Post-submission process
  1. The system performs automated validation checks

  2. For JPK_VAT/V7, cross-checking with other taxpayers' submissions may occur

  3. Validation issues can result in:
    • Rejection notices requiring correction and resubmission

    • Requests for clarification or additional information

    • In some cases, audit initiation

Response requirements
Respond to any official inquiries within the specified timeframe (typically 7 days). Corrections must be submitted as complete new files, not just changed transactions. Each correction must be marked as a correction with reference to the original submission.

Archive expectations

All supporting documents and underlying data must be retained for 5 years from the end of the calendar year in which the tax deadline occurred. Electronic files must remain accessible throughout the retention period.

If original documents are electronic, they must be preserved in electronic form.

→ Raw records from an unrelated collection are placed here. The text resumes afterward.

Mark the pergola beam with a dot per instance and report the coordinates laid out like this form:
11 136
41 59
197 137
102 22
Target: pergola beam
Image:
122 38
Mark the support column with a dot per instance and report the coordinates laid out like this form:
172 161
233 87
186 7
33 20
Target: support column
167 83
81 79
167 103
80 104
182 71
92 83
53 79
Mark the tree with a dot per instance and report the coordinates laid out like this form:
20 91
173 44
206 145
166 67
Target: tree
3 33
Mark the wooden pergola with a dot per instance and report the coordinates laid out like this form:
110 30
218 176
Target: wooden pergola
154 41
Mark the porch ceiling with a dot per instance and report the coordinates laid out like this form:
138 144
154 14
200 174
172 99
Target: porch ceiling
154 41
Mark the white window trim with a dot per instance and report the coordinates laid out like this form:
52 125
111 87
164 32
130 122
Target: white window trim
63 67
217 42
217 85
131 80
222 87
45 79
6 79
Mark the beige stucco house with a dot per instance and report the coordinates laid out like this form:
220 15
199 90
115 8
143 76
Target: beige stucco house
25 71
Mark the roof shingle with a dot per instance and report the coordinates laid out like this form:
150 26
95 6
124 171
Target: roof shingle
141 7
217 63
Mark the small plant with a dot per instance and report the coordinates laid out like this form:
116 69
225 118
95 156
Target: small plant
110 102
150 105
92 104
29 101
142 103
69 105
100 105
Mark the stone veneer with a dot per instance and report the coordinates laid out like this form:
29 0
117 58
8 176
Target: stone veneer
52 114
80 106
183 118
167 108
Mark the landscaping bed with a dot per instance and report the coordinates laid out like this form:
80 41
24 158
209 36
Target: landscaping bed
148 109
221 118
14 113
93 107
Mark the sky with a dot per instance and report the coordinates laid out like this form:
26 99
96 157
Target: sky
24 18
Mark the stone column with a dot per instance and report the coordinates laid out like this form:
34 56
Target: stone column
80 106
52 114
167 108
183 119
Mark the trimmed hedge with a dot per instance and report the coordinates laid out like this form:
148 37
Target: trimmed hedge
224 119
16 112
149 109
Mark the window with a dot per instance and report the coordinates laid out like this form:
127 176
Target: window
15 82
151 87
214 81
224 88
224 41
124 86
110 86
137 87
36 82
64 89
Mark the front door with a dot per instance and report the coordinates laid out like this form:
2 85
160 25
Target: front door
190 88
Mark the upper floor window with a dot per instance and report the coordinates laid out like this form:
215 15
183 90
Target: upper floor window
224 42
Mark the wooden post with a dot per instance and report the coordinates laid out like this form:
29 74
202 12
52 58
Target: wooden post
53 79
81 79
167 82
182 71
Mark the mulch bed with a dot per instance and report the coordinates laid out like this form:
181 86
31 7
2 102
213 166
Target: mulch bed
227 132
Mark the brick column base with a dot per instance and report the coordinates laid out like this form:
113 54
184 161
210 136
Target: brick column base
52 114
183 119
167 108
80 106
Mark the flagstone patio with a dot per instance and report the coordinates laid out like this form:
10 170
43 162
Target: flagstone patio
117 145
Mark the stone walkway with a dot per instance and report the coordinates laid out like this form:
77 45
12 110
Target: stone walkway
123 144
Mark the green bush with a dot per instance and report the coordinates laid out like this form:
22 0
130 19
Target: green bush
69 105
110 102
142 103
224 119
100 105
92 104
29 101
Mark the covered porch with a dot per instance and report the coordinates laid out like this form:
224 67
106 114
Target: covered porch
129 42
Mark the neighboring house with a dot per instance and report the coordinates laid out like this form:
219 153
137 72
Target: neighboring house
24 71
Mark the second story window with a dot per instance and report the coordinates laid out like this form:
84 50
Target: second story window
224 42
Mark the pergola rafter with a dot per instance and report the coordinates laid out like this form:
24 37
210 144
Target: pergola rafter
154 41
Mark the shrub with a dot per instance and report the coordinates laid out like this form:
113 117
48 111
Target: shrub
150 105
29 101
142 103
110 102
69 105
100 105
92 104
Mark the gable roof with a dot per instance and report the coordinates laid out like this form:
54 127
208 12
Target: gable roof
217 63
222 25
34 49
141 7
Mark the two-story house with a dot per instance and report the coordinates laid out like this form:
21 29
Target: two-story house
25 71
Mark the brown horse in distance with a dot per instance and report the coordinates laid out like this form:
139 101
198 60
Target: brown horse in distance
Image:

System changes or upgrades must not compromise access to historical data.

Must be able to regenerate any submitted JPK file upon request. Supporting documentation must link clearly to reported transactions. Calculation methods and mapping decisions should be documented. Changes to data after submission must be tracked with explanation.

Archived data must be secured against unauthorized changes. Backup procedures must ensure data can be restored if primary systems fail. Access controls must be maintained throughout the retention period.

Poland's tax authorities may request access to source systems during audits, not just the submitted files. Your systems must maintain the ability to demonstrate how JPK files were generated from source data.